Debug with One (MPI) Process When You Can!

By Junchao Zhang

It may feel counterintuitive to debug an MPI program using a single process, yet this is often the very first approach you should take.

There are two scenarios that this can be used.

1. Run with one process

In many cases, bugs in parallel codes are not caused by MPI itself. Instead, they stem from common programming errors such as out-of-bounds array access, dangling pointers, or uninitialized variables—issues that can frequently be reproduced even with only one process. Therefore, the first step should be to run your code with a single MPI process and observe whether the error persists.
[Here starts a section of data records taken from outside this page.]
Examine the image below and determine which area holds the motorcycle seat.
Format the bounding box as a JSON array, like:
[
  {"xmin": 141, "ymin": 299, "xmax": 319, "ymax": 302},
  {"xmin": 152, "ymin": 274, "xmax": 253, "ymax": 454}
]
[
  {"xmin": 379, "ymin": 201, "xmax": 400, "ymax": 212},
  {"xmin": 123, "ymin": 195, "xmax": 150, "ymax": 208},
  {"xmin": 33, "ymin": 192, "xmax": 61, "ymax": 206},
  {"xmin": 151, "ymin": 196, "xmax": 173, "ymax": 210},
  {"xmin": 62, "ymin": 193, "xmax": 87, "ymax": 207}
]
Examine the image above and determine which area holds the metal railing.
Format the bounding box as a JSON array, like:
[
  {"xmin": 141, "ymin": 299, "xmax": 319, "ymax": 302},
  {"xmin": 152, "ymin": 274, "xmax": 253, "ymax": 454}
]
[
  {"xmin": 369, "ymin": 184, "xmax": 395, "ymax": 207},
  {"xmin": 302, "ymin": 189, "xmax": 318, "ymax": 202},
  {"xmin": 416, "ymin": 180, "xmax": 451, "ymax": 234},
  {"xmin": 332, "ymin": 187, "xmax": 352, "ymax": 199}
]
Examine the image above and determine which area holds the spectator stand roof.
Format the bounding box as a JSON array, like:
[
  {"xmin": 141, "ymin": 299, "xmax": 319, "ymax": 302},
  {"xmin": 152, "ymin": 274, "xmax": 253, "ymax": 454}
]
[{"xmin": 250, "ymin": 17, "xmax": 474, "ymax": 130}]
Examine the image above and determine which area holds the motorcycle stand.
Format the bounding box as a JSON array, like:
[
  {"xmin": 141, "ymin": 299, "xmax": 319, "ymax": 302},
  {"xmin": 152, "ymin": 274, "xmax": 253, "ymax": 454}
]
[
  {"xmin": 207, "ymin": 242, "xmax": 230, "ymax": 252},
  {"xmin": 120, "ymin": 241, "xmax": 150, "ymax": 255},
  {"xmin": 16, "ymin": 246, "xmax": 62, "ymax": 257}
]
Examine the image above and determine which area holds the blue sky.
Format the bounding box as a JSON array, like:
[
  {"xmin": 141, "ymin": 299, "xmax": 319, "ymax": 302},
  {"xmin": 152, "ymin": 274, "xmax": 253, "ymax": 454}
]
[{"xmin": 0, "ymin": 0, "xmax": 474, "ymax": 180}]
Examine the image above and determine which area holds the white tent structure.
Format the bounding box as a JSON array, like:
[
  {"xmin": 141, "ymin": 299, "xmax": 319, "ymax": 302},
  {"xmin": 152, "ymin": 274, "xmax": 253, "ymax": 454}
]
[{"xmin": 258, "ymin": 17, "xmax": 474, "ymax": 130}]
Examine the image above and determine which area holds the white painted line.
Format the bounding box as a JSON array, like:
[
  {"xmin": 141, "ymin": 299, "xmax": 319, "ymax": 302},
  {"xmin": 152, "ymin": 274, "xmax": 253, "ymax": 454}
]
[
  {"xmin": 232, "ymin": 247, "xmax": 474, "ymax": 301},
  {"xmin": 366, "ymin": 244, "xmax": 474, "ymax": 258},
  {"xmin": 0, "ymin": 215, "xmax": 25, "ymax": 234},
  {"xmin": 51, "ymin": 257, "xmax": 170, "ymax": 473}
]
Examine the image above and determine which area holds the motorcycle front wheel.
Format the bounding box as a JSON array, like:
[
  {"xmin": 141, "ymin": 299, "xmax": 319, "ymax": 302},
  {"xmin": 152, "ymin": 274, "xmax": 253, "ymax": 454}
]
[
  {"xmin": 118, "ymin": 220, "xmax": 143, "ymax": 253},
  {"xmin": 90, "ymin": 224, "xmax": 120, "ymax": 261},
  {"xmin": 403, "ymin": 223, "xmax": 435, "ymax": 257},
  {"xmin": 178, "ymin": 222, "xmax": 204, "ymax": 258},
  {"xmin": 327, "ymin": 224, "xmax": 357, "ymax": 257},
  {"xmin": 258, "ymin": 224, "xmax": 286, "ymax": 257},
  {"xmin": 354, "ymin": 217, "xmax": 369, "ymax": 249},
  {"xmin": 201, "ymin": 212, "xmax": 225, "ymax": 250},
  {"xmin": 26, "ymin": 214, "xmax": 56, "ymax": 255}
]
If the issue disappears, or if your test case cannot be run with a single process as written, it is worth reconsidering the underlying assumptions. With a small adjustment, you may be able to restructure the code so that it runs correctly with one process while still reproducing the bug. If you succeed, that is a major win.

At that point, you may not even need mpiexec to run the program. This, in turn, means you can often debug directly on a cluster login node without dealing with job schedulers or batch queues. You are then free to use whatever debugging tools are most convenient.

In my own workflow, the choice of tool depends on the task. If I simply need to inspect the value of a variable, I often start the program under gdb in a terminal. For more complex investigations, I use VS Code’s “Run and Debug” feature, which provides a graphical interface that I find particularly effective, especially since VS Code is my primary editor.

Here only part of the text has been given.